Wednesday, November 28, 2007

Racist or simply egotist?

Drummer boy has a proper girlfriend. I like her. She is at University, while he is in his last year at Lycée. She is very pretty and fashionably dressed, and they spend every night on MSN talking to each other in code – it is lerve. He has even dusted off the webcam that I bought a while ago only to let it fester in its box, since it is unkind to wrinkles. She also seems to be intelligent, polite, friendly and ever so slightly wary of me, which is as it should be!
So why did I wake up in the night in anguish, realising that my grandchildren would be – O Mi God – French.

When I mentioned this to the family, all hell broke loose, and I was accused of racism amongst my other more usual crimes. Fortunately, we are a family where everyone feels free to point out with wounding precision the weaknesses of their loved ones. I tried to explain that I would feel just the same if I were a French person who had moved to London and had had children. It is the loss of my culture that I am mourning in advance.

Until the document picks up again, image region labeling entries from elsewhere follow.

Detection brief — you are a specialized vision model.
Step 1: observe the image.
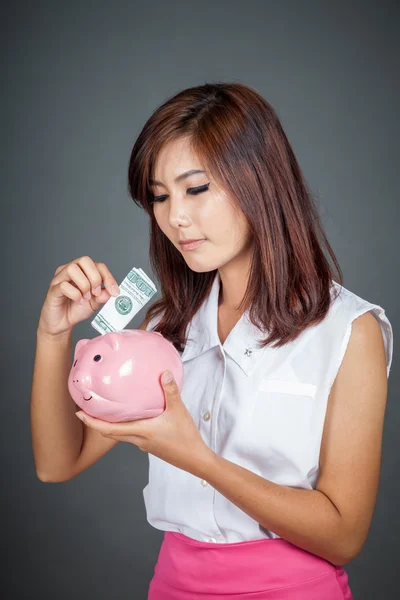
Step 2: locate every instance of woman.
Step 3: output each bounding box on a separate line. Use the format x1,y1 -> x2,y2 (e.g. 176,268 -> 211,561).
32,83 -> 393,600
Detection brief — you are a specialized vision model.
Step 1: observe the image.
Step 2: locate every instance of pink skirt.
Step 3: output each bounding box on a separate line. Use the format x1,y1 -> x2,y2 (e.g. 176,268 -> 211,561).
147,531 -> 353,600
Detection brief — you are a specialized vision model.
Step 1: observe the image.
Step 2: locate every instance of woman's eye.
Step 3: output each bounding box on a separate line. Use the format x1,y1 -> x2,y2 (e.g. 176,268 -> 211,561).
151,183 -> 210,204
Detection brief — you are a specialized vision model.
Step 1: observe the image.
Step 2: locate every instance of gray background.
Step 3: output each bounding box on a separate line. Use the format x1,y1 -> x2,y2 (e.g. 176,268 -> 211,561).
0,0 -> 400,600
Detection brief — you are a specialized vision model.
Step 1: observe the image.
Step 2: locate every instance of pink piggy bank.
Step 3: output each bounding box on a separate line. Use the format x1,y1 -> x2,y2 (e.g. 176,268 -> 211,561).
68,329 -> 184,423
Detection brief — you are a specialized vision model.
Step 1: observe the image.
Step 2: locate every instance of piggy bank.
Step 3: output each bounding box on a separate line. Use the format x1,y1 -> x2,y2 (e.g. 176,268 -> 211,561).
68,329 -> 184,423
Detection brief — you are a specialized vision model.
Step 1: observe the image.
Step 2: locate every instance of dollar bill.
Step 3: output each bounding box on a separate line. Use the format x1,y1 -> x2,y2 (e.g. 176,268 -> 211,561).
90,267 -> 157,335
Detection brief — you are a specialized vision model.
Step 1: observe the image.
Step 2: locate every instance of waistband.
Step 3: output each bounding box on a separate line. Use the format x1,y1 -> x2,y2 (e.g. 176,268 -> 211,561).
155,531 -> 347,594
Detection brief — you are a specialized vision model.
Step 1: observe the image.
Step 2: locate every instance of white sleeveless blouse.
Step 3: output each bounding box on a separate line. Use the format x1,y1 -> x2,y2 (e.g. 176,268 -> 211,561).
143,272 -> 393,544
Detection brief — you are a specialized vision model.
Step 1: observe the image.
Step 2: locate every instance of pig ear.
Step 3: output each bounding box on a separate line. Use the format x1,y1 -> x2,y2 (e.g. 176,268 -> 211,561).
74,339 -> 89,360
103,331 -> 121,350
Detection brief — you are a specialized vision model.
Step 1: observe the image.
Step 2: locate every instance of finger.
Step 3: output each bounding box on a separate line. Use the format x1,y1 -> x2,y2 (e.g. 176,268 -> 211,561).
161,371 -> 180,397
75,410 -> 146,437
51,256 -> 120,299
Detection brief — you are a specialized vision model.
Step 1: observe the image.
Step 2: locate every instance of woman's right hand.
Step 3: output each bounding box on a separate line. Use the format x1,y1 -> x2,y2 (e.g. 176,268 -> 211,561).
38,256 -> 120,337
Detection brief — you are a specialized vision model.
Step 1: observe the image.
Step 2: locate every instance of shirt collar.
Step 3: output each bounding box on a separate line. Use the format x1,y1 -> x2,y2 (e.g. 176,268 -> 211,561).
181,271 -> 266,375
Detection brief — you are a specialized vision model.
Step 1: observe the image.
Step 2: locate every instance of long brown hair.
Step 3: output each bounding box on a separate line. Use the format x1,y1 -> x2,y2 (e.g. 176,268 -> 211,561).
128,83 -> 343,351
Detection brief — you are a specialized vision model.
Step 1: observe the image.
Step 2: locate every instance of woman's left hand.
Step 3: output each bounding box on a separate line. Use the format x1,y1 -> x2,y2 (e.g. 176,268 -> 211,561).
75,368 -> 214,476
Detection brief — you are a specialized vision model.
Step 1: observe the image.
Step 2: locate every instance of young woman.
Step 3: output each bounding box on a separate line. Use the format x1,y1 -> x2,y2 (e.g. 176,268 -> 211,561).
32,83 -> 393,600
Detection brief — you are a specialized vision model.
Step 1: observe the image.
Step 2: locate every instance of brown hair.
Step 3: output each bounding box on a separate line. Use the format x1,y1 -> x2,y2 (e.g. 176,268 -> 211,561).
128,83 -> 343,352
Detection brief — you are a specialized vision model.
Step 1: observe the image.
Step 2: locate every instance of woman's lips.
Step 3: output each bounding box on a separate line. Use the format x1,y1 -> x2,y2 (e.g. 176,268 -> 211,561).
179,240 -> 207,250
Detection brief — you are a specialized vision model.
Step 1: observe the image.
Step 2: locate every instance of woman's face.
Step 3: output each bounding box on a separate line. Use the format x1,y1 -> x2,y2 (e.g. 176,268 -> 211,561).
150,138 -> 251,272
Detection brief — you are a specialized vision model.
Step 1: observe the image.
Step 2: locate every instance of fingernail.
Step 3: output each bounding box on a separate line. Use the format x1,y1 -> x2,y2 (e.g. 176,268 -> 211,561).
163,371 -> 172,383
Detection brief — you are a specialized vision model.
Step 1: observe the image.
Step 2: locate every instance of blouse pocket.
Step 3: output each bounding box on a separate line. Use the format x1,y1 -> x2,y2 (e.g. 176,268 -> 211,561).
250,378 -> 317,469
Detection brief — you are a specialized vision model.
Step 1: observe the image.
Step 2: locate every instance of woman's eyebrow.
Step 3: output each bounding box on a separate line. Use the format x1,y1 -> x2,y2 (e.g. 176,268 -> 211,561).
149,169 -> 207,187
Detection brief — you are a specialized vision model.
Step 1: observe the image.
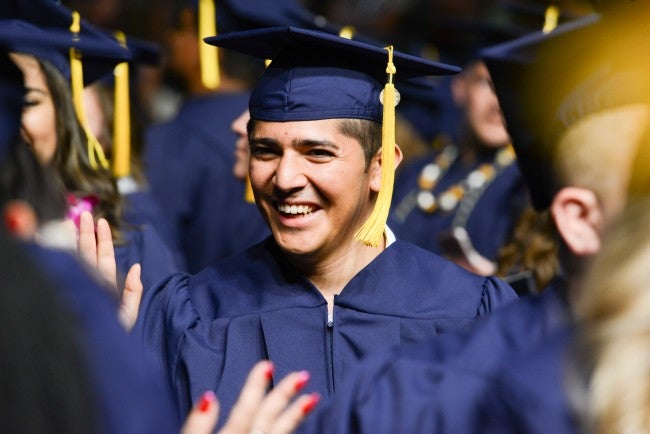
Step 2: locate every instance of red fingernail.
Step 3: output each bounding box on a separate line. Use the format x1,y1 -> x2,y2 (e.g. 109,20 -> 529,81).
199,390 -> 217,413
294,371 -> 309,392
264,362 -> 275,380
5,214 -> 20,234
302,392 -> 320,415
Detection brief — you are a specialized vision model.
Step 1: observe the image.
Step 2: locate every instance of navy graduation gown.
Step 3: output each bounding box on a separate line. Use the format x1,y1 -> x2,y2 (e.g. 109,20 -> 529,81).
475,328 -> 581,434
388,147 -> 527,260
144,92 -> 270,273
135,238 -> 516,420
28,245 -> 180,434
114,224 -> 180,291
299,282 -> 569,434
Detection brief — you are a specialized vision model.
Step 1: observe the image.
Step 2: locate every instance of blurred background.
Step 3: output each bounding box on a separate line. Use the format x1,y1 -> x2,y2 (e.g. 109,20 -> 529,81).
62,0 -> 598,123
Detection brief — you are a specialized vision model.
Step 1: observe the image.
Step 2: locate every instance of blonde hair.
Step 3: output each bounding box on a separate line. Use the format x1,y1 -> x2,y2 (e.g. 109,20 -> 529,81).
569,199 -> 650,434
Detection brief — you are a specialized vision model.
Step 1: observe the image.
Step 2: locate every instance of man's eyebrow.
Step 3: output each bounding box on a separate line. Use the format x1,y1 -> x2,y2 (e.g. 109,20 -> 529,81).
291,139 -> 340,151
250,137 -> 278,146
25,86 -> 47,95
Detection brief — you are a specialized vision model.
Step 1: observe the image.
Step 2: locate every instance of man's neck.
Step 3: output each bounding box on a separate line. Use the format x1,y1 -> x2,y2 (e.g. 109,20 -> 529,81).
289,241 -> 385,313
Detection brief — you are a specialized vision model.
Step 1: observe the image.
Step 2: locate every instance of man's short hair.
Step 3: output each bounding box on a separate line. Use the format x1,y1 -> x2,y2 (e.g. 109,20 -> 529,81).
247,118 -> 381,170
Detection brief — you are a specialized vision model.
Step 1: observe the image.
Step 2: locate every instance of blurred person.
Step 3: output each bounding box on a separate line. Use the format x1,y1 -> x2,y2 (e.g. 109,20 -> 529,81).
389,59 -> 527,275
135,27 -> 515,428
302,3 -> 650,433
145,0 -> 326,273
480,194 -> 650,433
0,41 -> 318,434
2,1 -> 178,287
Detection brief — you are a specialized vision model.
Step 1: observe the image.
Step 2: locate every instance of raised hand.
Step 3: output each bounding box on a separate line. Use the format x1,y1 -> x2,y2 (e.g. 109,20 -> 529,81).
181,361 -> 320,434
78,211 -> 143,331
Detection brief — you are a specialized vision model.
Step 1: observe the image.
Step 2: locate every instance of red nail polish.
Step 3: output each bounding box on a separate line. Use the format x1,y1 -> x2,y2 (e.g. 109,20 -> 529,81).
198,390 -> 217,413
264,362 -> 275,380
5,214 -> 20,234
302,392 -> 320,415
294,371 -> 310,392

It is not as though I fell in love with a French man, and should expect French culture to be the natural heritage of my children. I have lived in lots of different countries before France, but never stayed anywhere for very long, so it is sheer luck that we lodged here, like a marble caught in a crack.

My children appear to be English, but they can also pass for French when they want to:
they can laugh with me at Sid James in a Carry On film; read Harry Potter in English so that they can drop hints to the other children in the playground before the French translation comes out; they can sing most of the Beatles’ songs, and play quite a few of them; appreciate Elgar’s cello concerto; laugh at Monty Python.
I am scratching my head as I hopelessly try to define Englishness, and realise that I am not really English anyway, being Irish/Jewish. And my sweet H is of Viking and Scottish descent. And that my cultural references are all in the past; because that is where ex-patriots tend to live.
If I am honest with myself, I just want them to be like me, and I don’t like the idea that my grandchildren will be even less like me. Which is ridiculous, isn’t it?

At least neither of them likes chanson française or I would have to write them out of my will…but no, French law won’t allow me to do that...

5 comments:

green hair is the way forwads said...

well yes, msn is usefull when you want to speak to someone and that you dont want your parent to understand! ;)
anyway, I undestand your thoughts about you following generations but what ever will be, will be, kay sara, sara...[english version! ^^]

great blog

your blue/green haired toddler

hexe said...

I have finally started to accept that my children will not be brought up with some of the great joys of my childhood such as my grandparents farm and the family camp on the lake. I don't think its racist, more just wanting your children (and grandchildren) to have a common history.

Rosie said...

toddler
you are right, don't worry about what you can't change.

hexe thank you for confirming that I am simply an egotist

Lucy said...

I really don't think it's racist, that implies an imbalance of power to me and I don't think that's the point. Biculturalism, if that's an acceptable term, like bilingualism, always incurs losses as well as gains, in many ways it makes life more rich and interesting but I guess there will always be incomprehensible and difficult aspects to it also.

But the fact that your children are happy sticking around in France but also being English sounds really good; many seem to decide during their alienated teenage years that all would be well if they were only back where they really belong, in England, ditch their French education etc and head for a perceived spiritual home Back There which generally disappoints.

Rosie said...

you are right, Lucy, it is a good thing that the children are as at home here as they are in England, where they visit to stay with godparents, so they know that it is not the promised land. Ever since they were small, we emphasized the fact that we live in the world not just a country. I am panicking before the fact. My imaginary grandchildren will probably not even be French...more likely the children will take our restless genes even further afield, and I wont even understand their language.